Any way that 13th game of the season, played after TCU is done with their schedule, pushes Boise back in front in the polls, assuming Boise wins their next 4 impressively and TCU squeaks by with close victories?
Brad Edwards (4:01 PM)
I don't think there's anything the Broncos can do to pass the Frogs. In my opinion, only TCU can stop TCU from finishing higher than Boise State. Barring a close win against an inferior opponent (or a loss), TCU should win the race for the "BCS Buster" spot.
if Nebraska runs the table beating texas the big 12 championship game is there a chance it makes a bcs game?
Brad Edwards (4:04 PM)
Winning the Big 12 gets you an automatic bid to a BCS game - almost certainly the Fiesta. So I guess you could say Nebraska controls its own destiny to reach the BCS.

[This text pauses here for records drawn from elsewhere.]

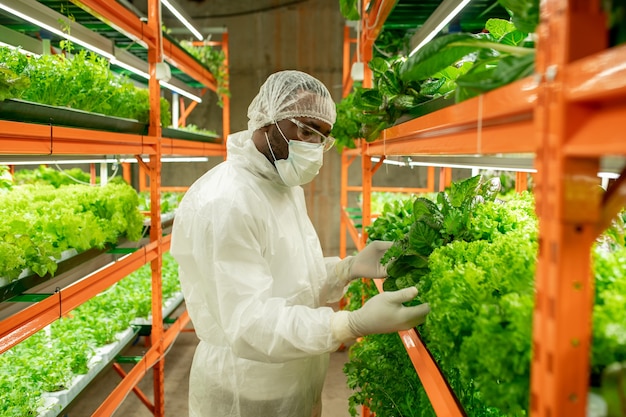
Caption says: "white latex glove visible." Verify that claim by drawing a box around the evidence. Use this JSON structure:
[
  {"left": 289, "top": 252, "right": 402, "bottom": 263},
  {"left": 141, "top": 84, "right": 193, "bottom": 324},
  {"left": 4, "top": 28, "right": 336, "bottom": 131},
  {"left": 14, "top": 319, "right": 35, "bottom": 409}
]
[
  {"left": 331, "top": 287, "right": 430, "bottom": 343},
  {"left": 335, "top": 240, "right": 393, "bottom": 284}
]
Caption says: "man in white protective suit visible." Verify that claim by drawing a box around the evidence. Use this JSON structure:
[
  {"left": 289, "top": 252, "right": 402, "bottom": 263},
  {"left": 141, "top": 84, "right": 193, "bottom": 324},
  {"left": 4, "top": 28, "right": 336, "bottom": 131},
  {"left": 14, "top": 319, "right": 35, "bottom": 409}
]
[{"left": 171, "top": 71, "right": 429, "bottom": 417}]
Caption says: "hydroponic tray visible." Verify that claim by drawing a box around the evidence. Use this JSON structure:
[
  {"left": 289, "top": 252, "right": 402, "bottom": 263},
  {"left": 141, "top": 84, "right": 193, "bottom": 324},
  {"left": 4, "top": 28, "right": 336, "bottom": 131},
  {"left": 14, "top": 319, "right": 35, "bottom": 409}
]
[
  {"left": 39, "top": 327, "right": 138, "bottom": 417},
  {"left": 161, "top": 127, "right": 222, "bottom": 143},
  {"left": 0, "top": 99, "right": 148, "bottom": 135},
  {"left": 131, "top": 292, "right": 184, "bottom": 326},
  {"left": 0, "top": 249, "right": 106, "bottom": 302}
]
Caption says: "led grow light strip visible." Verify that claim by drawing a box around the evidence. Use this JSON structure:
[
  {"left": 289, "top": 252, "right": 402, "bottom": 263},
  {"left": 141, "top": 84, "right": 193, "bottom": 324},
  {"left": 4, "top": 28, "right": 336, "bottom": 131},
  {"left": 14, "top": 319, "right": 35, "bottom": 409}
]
[
  {"left": 159, "top": 81, "right": 202, "bottom": 103},
  {"left": 0, "top": 156, "right": 209, "bottom": 166},
  {"left": 0, "top": 41, "right": 40, "bottom": 56},
  {"left": 161, "top": 0, "right": 204, "bottom": 41},
  {"left": 409, "top": 0, "right": 471, "bottom": 56}
]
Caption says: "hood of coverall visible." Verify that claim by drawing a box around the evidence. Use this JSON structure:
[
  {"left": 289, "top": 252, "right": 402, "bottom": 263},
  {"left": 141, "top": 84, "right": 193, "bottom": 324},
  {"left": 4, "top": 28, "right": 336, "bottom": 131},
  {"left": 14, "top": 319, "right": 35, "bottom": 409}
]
[{"left": 248, "top": 70, "right": 337, "bottom": 132}]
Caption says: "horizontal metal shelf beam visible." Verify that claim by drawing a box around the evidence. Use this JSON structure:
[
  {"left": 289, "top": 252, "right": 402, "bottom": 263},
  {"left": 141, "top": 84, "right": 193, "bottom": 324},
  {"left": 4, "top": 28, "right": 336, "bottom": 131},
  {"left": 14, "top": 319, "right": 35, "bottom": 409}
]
[
  {"left": 76, "top": 0, "right": 217, "bottom": 91},
  {"left": 92, "top": 311, "right": 189, "bottom": 417},
  {"left": 161, "top": 138, "right": 226, "bottom": 156},
  {"left": 0, "top": 120, "right": 156, "bottom": 155},
  {"left": 364, "top": 77, "right": 537, "bottom": 156},
  {"left": 556, "top": 45, "right": 626, "bottom": 103},
  {"left": 374, "top": 279, "right": 465, "bottom": 417},
  {"left": 0, "top": 236, "right": 171, "bottom": 354}
]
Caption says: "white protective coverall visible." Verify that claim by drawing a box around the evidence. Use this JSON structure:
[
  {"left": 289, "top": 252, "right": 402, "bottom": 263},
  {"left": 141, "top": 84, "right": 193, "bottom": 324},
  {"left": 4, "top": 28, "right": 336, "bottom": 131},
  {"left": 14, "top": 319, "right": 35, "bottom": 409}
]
[{"left": 171, "top": 131, "right": 345, "bottom": 417}]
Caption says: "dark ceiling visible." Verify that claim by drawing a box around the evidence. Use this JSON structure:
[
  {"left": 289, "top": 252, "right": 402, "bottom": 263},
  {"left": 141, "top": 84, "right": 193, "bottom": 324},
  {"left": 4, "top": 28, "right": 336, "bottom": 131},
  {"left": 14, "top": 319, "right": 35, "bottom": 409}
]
[{"left": 0, "top": 0, "right": 508, "bottom": 88}]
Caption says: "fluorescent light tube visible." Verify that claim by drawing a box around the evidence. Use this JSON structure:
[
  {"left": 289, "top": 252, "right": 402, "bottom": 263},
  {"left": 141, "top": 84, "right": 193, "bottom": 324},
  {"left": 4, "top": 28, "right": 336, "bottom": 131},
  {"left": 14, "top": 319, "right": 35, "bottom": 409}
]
[
  {"left": 409, "top": 0, "right": 470, "bottom": 56},
  {"left": 159, "top": 81, "right": 202, "bottom": 103},
  {"left": 0, "top": 3, "right": 114, "bottom": 59},
  {"left": 161, "top": 0, "right": 204, "bottom": 41}
]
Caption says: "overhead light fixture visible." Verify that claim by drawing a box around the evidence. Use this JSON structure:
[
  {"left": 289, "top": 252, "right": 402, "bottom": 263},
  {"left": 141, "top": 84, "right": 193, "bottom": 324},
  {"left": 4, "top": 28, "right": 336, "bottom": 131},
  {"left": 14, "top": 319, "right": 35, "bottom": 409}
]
[
  {"left": 0, "top": 26, "right": 44, "bottom": 56},
  {"left": 159, "top": 81, "right": 202, "bottom": 103},
  {"left": 409, "top": 0, "right": 471, "bottom": 56},
  {"left": 0, "top": 41, "right": 41, "bottom": 56},
  {"left": 0, "top": 156, "right": 209, "bottom": 166},
  {"left": 0, "top": 0, "right": 114, "bottom": 59},
  {"left": 161, "top": 0, "right": 204, "bottom": 41},
  {"left": 111, "top": 58, "right": 150, "bottom": 80}
]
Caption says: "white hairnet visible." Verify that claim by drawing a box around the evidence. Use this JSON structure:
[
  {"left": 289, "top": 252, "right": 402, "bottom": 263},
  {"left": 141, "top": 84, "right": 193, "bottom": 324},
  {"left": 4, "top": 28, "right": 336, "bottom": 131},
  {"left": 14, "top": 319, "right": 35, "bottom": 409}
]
[{"left": 248, "top": 70, "right": 337, "bottom": 131}]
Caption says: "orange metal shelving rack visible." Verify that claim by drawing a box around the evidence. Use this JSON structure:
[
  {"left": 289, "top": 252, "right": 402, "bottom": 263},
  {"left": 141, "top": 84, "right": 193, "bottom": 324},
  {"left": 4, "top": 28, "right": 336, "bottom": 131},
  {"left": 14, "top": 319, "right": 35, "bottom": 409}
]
[
  {"left": 0, "top": 0, "right": 230, "bottom": 417},
  {"left": 341, "top": 0, "right": 626, "bottom": 417}
]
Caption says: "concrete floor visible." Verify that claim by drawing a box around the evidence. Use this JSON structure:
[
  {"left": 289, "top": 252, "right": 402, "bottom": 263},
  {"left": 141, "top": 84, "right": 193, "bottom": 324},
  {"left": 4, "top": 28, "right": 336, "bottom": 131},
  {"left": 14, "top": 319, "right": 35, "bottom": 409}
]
[{"left": 61, "top": 306, "right": 358, "bottom": 417}]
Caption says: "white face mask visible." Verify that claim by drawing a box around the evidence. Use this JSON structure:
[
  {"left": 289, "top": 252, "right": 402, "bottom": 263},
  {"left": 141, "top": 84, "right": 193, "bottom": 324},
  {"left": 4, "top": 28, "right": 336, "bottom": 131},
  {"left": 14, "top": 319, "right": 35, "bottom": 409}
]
[{"left": 265, "top": 125, "right": 324, "bottom": 187}]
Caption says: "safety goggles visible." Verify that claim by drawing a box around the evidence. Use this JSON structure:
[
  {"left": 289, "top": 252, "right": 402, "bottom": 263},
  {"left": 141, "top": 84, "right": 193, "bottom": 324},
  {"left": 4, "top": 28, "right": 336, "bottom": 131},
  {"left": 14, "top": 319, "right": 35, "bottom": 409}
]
[{"left": 289, "top": 118, "right": 335, "bottom": 152}]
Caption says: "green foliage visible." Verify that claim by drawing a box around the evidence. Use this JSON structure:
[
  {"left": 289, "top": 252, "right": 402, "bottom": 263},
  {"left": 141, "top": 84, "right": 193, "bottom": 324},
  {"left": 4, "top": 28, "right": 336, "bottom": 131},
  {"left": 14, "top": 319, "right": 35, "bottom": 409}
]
[
  {"left": 498, "top": 0, "right": 539, "bottom": 33},
  {"left": 344, "top": 333, "right": 434, "bottom": 417},
  {"left": 344, "top": 181, "right": 626, "bottom": 417},
  {"left": 419, "top": 231, "right": 537, "bottom": 416},
  {"left": 339, "top": 0, "right": 361, "bottom": 20},
  {"left": 331, "top": 83, "right": 362, "bottom": 152},
  {"left": 0, "top": 183, "right": 143, "bottom": 280},
  {"left": 180, "top": 41, "right": 230, "bottom": 107},
  {"left": 178, "top": 123, "right": 218, "bottom": 137},
  {"left": 0, "top": 253, "right": 180, "bottom": 417},
  {"left": 382, "top": 176, "right": 499, "bottom": 291},
  {"left": 333, "top": 15, "right": 535, "bottom": 150},
  {"left": 592, "top": 245, "right": 626, "bottom": 372},
  {"left": 0, "top": 47, "right": 172, "bottom": 126}
]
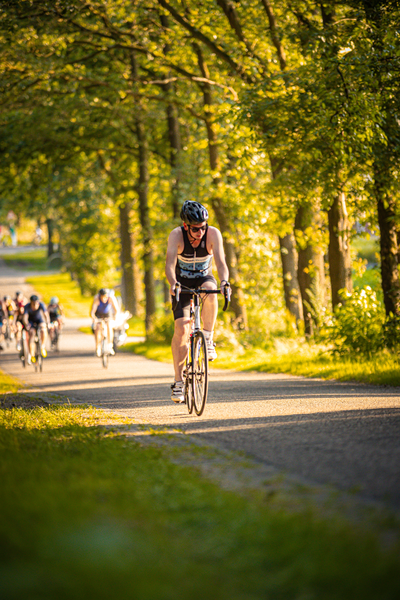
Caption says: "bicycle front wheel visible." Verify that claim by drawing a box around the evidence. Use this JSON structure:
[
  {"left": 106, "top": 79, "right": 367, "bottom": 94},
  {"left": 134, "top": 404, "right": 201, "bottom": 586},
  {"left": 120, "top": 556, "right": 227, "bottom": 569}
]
[
  {"left": 184, "top": 357, "right": 193, "bottom": 415},
  {"left": 101, "top": 338, "right": 108, "bottom": 369},
  {"left": 191, "top": 331, "right": 208, "bottom": 416}
]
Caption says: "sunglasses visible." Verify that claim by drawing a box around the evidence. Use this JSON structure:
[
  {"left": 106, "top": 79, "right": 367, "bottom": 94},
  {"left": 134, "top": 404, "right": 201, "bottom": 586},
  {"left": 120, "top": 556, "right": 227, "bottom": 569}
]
[{"left": 189, "top": 225, "right": 207, "bottom": 233}]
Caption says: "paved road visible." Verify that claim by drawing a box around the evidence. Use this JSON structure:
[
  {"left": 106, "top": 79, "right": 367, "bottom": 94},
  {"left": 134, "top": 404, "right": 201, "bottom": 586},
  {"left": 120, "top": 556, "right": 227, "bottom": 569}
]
[{"left": 0, "top": 258, "right": 400, "bottom": 509}]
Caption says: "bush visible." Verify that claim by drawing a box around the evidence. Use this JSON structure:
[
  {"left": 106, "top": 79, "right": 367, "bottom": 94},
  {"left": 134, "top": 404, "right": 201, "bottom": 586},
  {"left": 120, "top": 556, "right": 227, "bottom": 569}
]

Is there a scenario where Pitt can get to #2 in the BCS? Especially with 2 ranked teams left and an inevitable defacto Big East Championship game with Cincy?
Brad Edwards (4:10 PM)
I can see Pitt winning out and jumping Georgia Tech to become the highest-ranked one-loss team, but there's no realistic scenario that would get them into the top two. Yes, it's technically possible for every team in front of Pitt to lose once or twice, but it's not going to happen.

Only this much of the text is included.